With the major areas mapped out, it becomes easier to visualize the overall composition and how you want the colors to play. Important thing to keep in mind is the oil paint’s longer drying time. Generally oil paint dries in several stages and becomes touch dry within 12 days, but depending on which pigment, the drying time varies. Hence if you want to work on a dry surface, wait a couple of days and carefully touch the canvas to assess the texture. The beautiful thing with oil paint is that the slower drying time makes it possible to work on and modify paintings over a longer period of time. Isn’t that great?

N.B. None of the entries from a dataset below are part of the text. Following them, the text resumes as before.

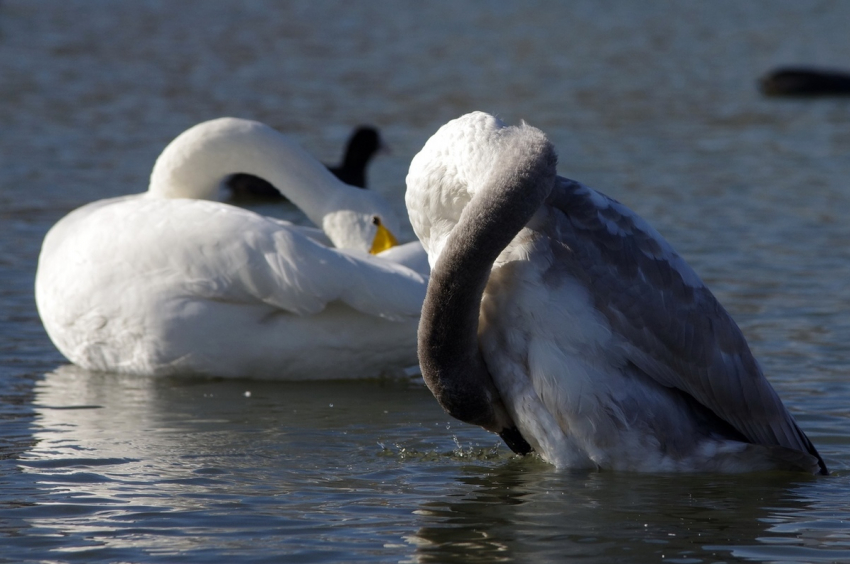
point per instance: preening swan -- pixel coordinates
(168, 282)
(363, 144)
(558, 318)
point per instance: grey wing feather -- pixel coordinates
(670, 325)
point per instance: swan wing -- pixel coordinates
(664, 319)
(290, 269)
(208, 250)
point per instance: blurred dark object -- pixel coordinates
(364, 142)
(802, 81)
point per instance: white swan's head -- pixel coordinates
(452, 165)
(365, 222)
(196, 163)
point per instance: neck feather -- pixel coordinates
(451, 361)
(197, 161)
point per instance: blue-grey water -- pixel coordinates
(654, 103)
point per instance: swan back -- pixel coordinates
(196, 163)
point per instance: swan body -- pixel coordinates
(558, 318)
(170, 282)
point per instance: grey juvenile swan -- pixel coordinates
(559, 319)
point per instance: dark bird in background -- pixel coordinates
(364, 142)
(805, 81)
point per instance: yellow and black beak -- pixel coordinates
(383, 238)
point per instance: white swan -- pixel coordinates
(561, 320)
(167, 282)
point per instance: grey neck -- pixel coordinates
(449, 355)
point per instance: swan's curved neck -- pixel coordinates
(449, 355)
(197, 161)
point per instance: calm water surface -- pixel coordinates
(654, 103)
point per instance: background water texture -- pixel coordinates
(654, 103)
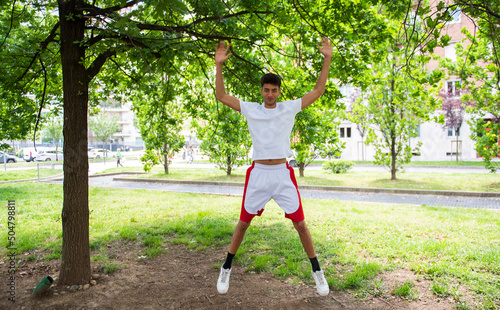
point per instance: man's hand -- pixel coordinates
(326, 47)
(221, 52)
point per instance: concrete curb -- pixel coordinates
(326, 188)
(53, 177)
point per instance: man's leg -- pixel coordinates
(225, 270)
(305, 238)
(318, 275)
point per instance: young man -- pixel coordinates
(270, 125)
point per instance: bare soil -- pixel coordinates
(186, 279)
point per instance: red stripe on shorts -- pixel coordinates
(298, 215)
(244, 215)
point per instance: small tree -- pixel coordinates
(160, 117)
(103, 127)
(315, 135)
(400, 96)
(478, 67)
(454, 112)
(226, 139)
(53, 131)
(359, 116)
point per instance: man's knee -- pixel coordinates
(242, 226)
(300, 226)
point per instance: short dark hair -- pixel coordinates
(270, 78)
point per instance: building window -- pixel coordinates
(456, 15)
(345, 132)
(453, 88)
(417, 131)
(451, 132)
(450, 51)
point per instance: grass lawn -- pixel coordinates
(482, 182)
(458, 249)
(26, 174)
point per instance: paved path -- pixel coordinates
(237, 190)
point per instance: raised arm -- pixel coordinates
(319, 88)
(221, 55)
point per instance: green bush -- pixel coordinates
(338, 165)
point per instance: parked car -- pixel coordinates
(49, 155)
(9, 158)
(99, 153)
(29, 154)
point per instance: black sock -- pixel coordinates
(229, 260)
(315, 264)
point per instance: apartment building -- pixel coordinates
(438, 143)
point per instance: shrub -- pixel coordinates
(338, 165)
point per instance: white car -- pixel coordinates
(49, 155)
(99, 153)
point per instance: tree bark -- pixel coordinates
(75, 267)
(302, 167)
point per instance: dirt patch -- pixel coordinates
(186, 279)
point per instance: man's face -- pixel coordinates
(270, 94)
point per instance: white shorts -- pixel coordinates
(264, 182)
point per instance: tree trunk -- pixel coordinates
(302, 167)
(165, 157)
(75, 267)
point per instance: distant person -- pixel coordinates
(118, 158)
(190, 154)
(270, 177)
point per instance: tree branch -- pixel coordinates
(43, 46)
(96, 11)
(97, 64)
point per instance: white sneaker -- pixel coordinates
(223, 281)
(321, 285)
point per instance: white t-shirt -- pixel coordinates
(270, 129)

You can call me a nerd, but I could go on forever rambling about oil painting. I hope this crash course was helpful and that you might end up enjoying it as much as I do. Maybe you’ll give oil painting a shot at your next “sip and create” get-together with your friends, or simply try it for some alone time. Either way, there are plenty of chances for you to give it a try and remember, it might be challenging at first, but you learn by doing. Imagine the satisfaction after you have finished the painting! Besides, there are often going to be things you want to change about your own painting, but sometimes you also have to accept the beauty in those flaws. Most importantly, do not forget to have fun during this adventure!